Und am Samstag erwies Eduard Schewardnadse noch kurz vor seiner Abreise zum GUS-Gipfel mit einer Kranzniederlegung am Grab des russischen Diplomaten Gribojedow auf dem Tbilisser Pantheon der Moskauer Diplomatie seine Reverenz. Die feiert in diesen Tagen den 200. Geburtstag ihres Aussenministeriums und Schewardnadse, selbst einmal Chef dieser Mammutbehörde in Moskau, nahm den Termin zum Anlass, einen der wichtigsten historischen Mittler zwischen Russland und Georgien mit einem Kranz zu ehren. Alexander Puschkin nannte den 1829 ermordeten Wissenschaftler und Diplomaten, der auf seinen testamentarischen Wunsch in Tbilissi begraben wurde, den "weisesten Mann Russlands". Manchmal sind es eben die kleinen Gesten, die mithelfen, grosse Politik vorzubereiten.

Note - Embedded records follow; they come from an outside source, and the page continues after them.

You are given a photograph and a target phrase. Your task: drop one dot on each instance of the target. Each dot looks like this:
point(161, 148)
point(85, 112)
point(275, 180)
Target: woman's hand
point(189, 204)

Dass er bei dieser Gelegenheit seinen russischen Kollegen zu einem Besuch Georgiens einlud, mag wohl weniger zur versöhnlichen Stimmung des Moldawien-Treffens der beiden beigetragen haben. Eine Georgienreise kann sich der russische Präsident derzeit nicht leisten. Dazu wurde die Stimmung vor allem in den russischen Medien viel zu sehr gegen Georgien aufgeheizt. Trotzdem konnte die georgische Staatskanzlei schon am Montag morgen erklären, die Stimmung zwischen Schewardnadse und Putin sei weitaus besser gewesen sei, als man erwarten konnte. Putin habe sich als pragmatische Person mit konstruktiven Vorschlägen erwiesen. Kurz nach der Rückkehr Schewardnadses nach Tbilissi machte denn recht schnell die Einschätzung die Runde, der georgische Staatschef sei stolz darauf, sich immer auf das Wort Putins verlassen zu haben. Denn der Mann habe beim Tete-a-tete seine Zusage noch einmal bestätigt, dass es keine russischen Aggressionen gegen Georgien geben werde. Dass er angesichts der Bockigkeit seiner eigenen Generalität gelegentlich öffentlich anders auftreten müsse, wird in Tbilissi verstanden. Ein sachlicher Putin, mit dem man Absprachen treffen könne, ist den Georgiern noch immer lieber als etwa ein unberechenbarer General oder Nationalist vom Schlage Schirinowksis an der Spitze des Kreml. Wenn es denn seiner Machtposition nütze, dürfe er dann auch hin und wieder mal verbal ausrasten. Zumal die Reaktion der Internationalen öffentlichkeit auf die Putin`schen Eruption auch seinem Generalstab nicht verborgen geblieben kann. Die Staatengemeinschaft hat sich unisono gegen jeden Versuch Moskaus ausgesprochen, gegenüber Georgien gewalt anzuwenden.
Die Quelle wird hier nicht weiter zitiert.